Unmasking Clever Hans Predictors and Assessing What Machines Really Learn
This work addresses the issue of interpretability and reliability in machine learning for researchers and practitioners, offering a method to assess whether models solve problems as intended, though it is incremental in building on existing explanation techniques.
The paper tackles the problem of understanding what machine learning models actually learn, revealing that high-accuracy models can exhibit naive or short-sighted behaviors not captured by standard metrics. It proposes Spectral Relevance Analysis to characterize and validate model behavior, aiming to provide a more nuanced evaluation of machine intelligence successes.
Current learning machines have successfully solved hard application problems, reaching high accuracy and displaying seemingly "intelligent" behavior. Here we apply recent techniques for explaining decisions of state-of-the-art learning machines and analyze various tasks from computer vision and arcade games. This showcases a spectrum of problem-solving behaviors ranging from naive and short-sighted, to well-informed and strategic. We observe that standard performance evaluation metrics can be oblivious to distinguishing these diverse problem solving behaviors.

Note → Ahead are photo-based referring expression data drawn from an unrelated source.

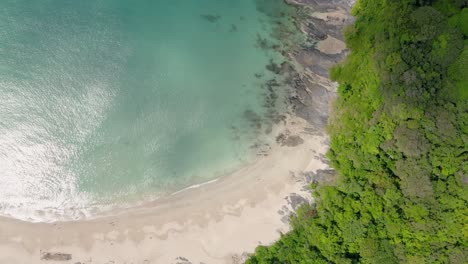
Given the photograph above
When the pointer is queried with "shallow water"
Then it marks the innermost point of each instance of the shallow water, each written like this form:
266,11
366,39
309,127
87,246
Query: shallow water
104,103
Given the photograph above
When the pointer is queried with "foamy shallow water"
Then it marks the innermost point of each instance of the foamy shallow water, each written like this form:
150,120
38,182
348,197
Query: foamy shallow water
105,102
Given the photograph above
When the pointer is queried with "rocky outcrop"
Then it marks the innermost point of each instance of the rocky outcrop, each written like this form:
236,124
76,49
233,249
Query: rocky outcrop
323,25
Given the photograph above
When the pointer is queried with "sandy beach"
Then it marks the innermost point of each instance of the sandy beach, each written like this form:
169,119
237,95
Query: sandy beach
222,221
214,223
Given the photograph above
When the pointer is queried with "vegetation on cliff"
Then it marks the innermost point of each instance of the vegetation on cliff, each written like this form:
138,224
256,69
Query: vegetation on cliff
399,143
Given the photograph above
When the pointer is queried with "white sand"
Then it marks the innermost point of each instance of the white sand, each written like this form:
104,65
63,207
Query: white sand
215,223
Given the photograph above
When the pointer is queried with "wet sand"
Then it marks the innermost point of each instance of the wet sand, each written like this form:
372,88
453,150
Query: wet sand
222,221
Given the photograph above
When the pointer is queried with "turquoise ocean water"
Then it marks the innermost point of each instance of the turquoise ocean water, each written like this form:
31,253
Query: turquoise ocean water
104,103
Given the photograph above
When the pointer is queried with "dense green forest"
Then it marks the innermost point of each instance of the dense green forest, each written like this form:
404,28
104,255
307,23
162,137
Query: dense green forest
399,143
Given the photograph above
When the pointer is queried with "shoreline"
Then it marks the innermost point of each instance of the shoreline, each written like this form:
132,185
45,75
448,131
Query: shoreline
221,220
193,225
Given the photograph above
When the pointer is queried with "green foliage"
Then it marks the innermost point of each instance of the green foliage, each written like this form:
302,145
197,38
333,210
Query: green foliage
399,142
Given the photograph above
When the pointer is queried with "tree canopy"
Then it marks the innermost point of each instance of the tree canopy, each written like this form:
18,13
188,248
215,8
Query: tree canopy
399,144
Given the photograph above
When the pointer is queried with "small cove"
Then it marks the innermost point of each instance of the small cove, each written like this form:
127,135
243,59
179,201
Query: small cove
110,101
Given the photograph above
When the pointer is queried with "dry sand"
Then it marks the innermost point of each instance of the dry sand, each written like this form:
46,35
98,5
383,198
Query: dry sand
216,223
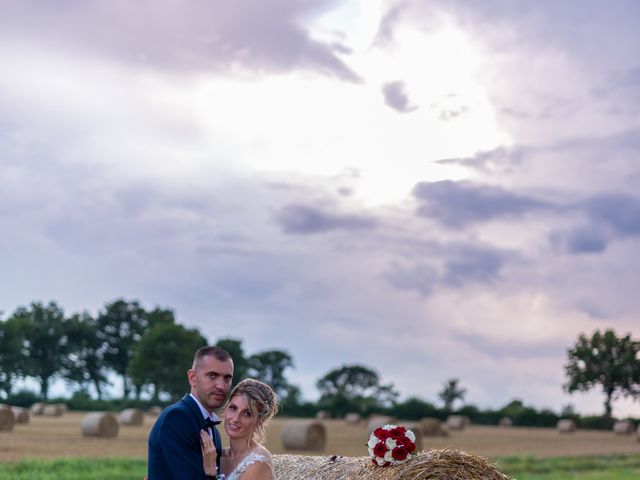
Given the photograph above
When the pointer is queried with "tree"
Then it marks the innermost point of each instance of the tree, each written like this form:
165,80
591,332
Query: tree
269,367
354,388
240,361
163,356
121,325
85,362
604,360
450,393
46,340
11,355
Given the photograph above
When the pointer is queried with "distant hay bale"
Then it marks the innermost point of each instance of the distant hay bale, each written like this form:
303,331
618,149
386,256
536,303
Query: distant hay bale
7,419
623,427
53,410
432,427
353,418
505,422
457,422
432,465
155,410
21,414
99,424
131,416
37,408
415,428
304,435
376,421
566,425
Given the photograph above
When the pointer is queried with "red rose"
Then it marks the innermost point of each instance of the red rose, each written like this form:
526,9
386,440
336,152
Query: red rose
410,446
380,449
399,453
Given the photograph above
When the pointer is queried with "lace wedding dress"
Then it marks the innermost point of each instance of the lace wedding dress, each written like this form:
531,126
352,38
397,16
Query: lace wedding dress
249,459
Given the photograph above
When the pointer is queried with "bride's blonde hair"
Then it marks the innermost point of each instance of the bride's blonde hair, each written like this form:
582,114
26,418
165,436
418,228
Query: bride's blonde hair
261,400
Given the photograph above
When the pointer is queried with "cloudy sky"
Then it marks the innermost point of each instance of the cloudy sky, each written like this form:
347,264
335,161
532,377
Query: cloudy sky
442,189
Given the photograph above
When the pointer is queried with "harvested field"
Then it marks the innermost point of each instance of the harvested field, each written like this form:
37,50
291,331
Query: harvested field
52,437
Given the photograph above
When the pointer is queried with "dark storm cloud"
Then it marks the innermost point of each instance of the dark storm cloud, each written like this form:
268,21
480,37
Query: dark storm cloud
395,96
302,219
189,34
458,204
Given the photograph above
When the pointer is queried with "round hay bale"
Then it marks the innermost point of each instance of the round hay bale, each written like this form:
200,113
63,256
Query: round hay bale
131,416
505,422
7,419
21,414
566,425
432,465
623,427
53,410
99,424
304,435
433,427
155,410
457,422
353,418
379,421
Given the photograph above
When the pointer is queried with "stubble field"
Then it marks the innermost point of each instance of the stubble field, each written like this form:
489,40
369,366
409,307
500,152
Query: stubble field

Furthermore, we propose our semi-automated Spectral Relevance Analysis that provides a practically effective way of characterizing and validating the behavior of nonlinear learning machines. This helps to assess whether a learned model indeed delivers reliably for the problem that it was conceived for. Furthermore, our work intends to add a voice of caution to the ongoing excitement about machine intelligence and pledges to evaluate and judge some of these recent successes in a more nuanced manner.